Managing the workload

Even though Stein spends less time boiling – an upgrade from a 2.5×8 evaporator to a 3×10 more than doubled the amount of sap he boiled per hour and a more efficient wood-fired rig decreased the hours he spent in the woods cutting trees – the workload at Sweet Dream Maple Farm still increased.

“No matter how efficient you are, you’re signing up for more work when you expand,” he said.

Lisa Bouchard agreed.

“The time we spend making syrup hasn’t increased because we got a bigger evaporator and RO but we devote a lot more time to the operation since we expanded,” she explained.

After the lease on a sugar bush with 400 taps ended in 2011, Bouchard signed a long-term lease on land with 900 taps near her home in Barrington, New Hampshire, doubling production for Spring Harvest Maple Farm almost overnight. As one of only a few sugarhouses in the Seacoast region, “We always sell out,” she said, but managing the workload has been challenging.

Like other sugarmakers who expand their operations, Bouchard spends more time bottling and packaging syrup but most of the extra workload comes from making value-added products like maple sugar, maple cream and chocolate-covered maple truffles. Spring Harvest Maple Farms adds new products each season, which requires a lot of recipe testing in the offseason.

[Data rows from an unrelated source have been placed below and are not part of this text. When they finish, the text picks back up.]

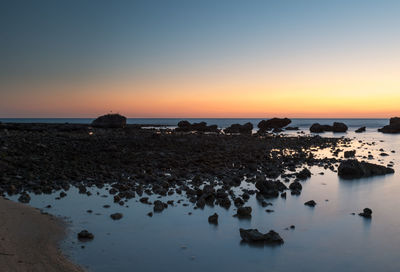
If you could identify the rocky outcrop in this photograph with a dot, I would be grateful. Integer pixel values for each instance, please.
(353, 169)
(254, 236)
(237, 128)
(186, 126)
(336, 127)
(274, 123)
(393, 127)
(361, 129)
(110, 121)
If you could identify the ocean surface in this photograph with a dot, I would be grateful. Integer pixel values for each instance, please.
(221, 122)
(326, 238)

“It’s great that we’re able to sell all of what we make but the actual production, making all of these things, that takes a lot of extra time,” she said.

None of the sugarmakers at Spring Harvest Maple Farm, Soukoup Farms or Sweet Dream Maple Farm have hired new staff to help manage the workload. Instead, each works alongside their spouses and logs extra hours in the sugarhouse but all agree that the bigger the farm, the more it makes sense to hire extra help – and that cost needs to be factored into expansion plans.

Tapping into new markets

Once maple syrup is bottled, sugarmakers need adequate sales channels to ensure products go from farm to table. Farmers markets, festivals, on-farm sales and wholesale accounts are all popular sales channels.

“The markets do concern me sometimes. The more we expand, the harder we need to work to market our products,” Stein said. “But the potential of the market is an allure for me.”

Al Stein explains the tapping and sap collection process to visitors at Sweet Dream Maple Farm.

Stein, like other producers, benefits from efforts of the New York State Maple Producers Association events such as Maple Weekend. The statewide event helps Sweet Dream Maple Farm attract customers and generates significant on-farm sales. Expanding the sugarhouse allowed the farm to accommodate more visitors and generate additional sales.

For Bouchard, finding a market for Spring Harvest Maple Farm’s products is not an issue: She rented land with an additional 400 taps to access more sap to meet local demand. The challenge was figuring out which value-added products had the best market potential.

Sweet Dream Maple Farm expanded its operations to produce even more pure New York maple syrup.

“Every year, we think about what our customers want and what will set us apart from others,” she explained.

Bouchard attends the annual Vermont Maple Sugar Makers Association Maplerama event to see what sugarmakers in her neighboring state are selling and monitors sales during New Hampshire’s Maple Weekend. This season, maple popcorn was a huge hit, selling out within hours; Bouchard plans to make more for 2018 while pulling back on maple caramels, which were less popular.

Adding more taps and upgrading their evaporator helped Sweet Dream Maple Farm increase production of its sought-after maple syrup.

Soukoup knew he couldn’t expand from 800 to 3,000 taps without tapping into additional markets. In 2013, Soukoup Farms participated in 10 festivals; as syrup production increased, so did their festival attendance. Last season, the farm generated 60 percent of its sales from attendance at 50 festivals.

Expanding the sugarhouse allowed Soukoup to increase the size of the farm store (where he generates 30 percent of annual sales) and he continues working to land additional wholesale and retail accounts.

“We knew we could easily make more syrup; the problem was selling more syrup,” Soukoup said. “When we started expanding five years ago, we never imagined this was the direction we’d be heading, but the more we expand, the more I want to keep wanting to get bigger and bigger.”